BioMedware Chief Scientist Dr. Pierre Goovaerts will present his talk, titled “Finding water service lines with hazardous material using a geostatistics-informed machine learning approach,” at the 2025 AAG Annual Meeting on March 24th at 10:10AM EST. Learn more about the conference and register here.

Attendees will learn about how water service lines (SL), crucial for connecting buildings to the public water supply, are often outdated and built from lead, presenting significant health risks to Americans. Increasingly machine learning (ML) approaches are used to identify which houses are most likely to have lines with hazardous material given features that reflect a combination of property characteristics (e.g., year built, property tax assessment), historical data (e.g., plumbing permits, meter installation records, SL installation, inspection and maintenance records), administrative spatial data, and tap water quality samples. One of the strengths of ML algorithms is that they are very flexible and not restricted to linear relationships between these predictors and the target values. Such classification algorithms are however unable to handle heterogeneity related to geographic location and similarity of homes.

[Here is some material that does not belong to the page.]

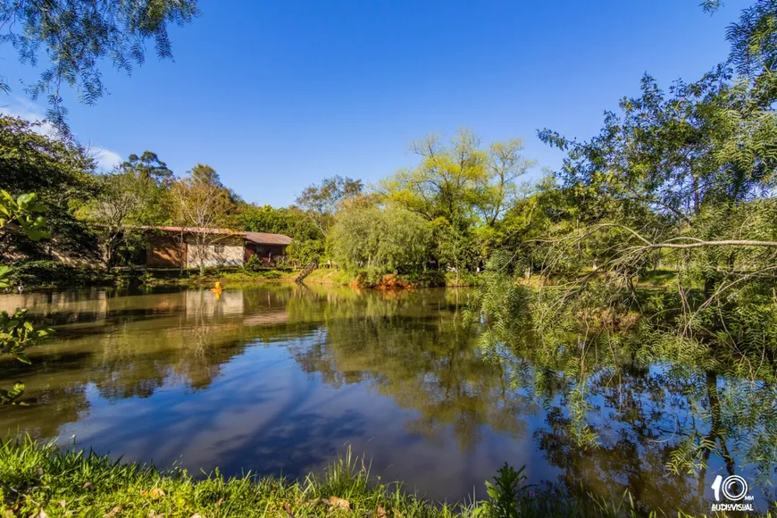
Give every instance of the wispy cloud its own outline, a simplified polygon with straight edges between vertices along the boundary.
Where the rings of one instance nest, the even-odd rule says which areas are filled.
[[[97,163],[97,167],[103,171],[110,171],[122,162],[121,155],[110,149],[92,146],[89,147],[89,152]]]
[[[20,117],[30,122],[43,121],[43,123],[36,128],[35,131],[47,137],[56,135],[56,130],[54,126],[44,121],[46,115],[43,108],[19,96],[9,96],[6,99],[7,103],[2,103],[5,99],[0,98],[0,114]],[[97,167],[103,171],[110,171],[122,162],[121,155],[115,151],[94,145],[89,145],[87,148],[89,155],[97,163]]]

Pierre will discuss the development of a hybrid geostatistical-machine learning approach to account for secondary information in spatial predictions. This GeoAI (Geographic Artificial Intelligence) approach leverages the flexibility of Machine Learning Algorithm (MLA) and kriging algorithm. Spatial autocorrelation was incorporated using geostatistics-informed data layers (i.e., kriging estimates) as additional predictors in MLA, resulting in more accurate predictions and models of uncertainty than MLA or indicator kriging alone. The comparison study was based on a Flint dataset that includes observations (type of material) for 26,731 tax parcels and 72 covariates, notably construction year, type of fire hydrant the closest to the property, use type (residential, commercial, industrial), rental (yes/no), home value, USPS (US Postal Service), and a series of socio-demographic attributes at the census tract level.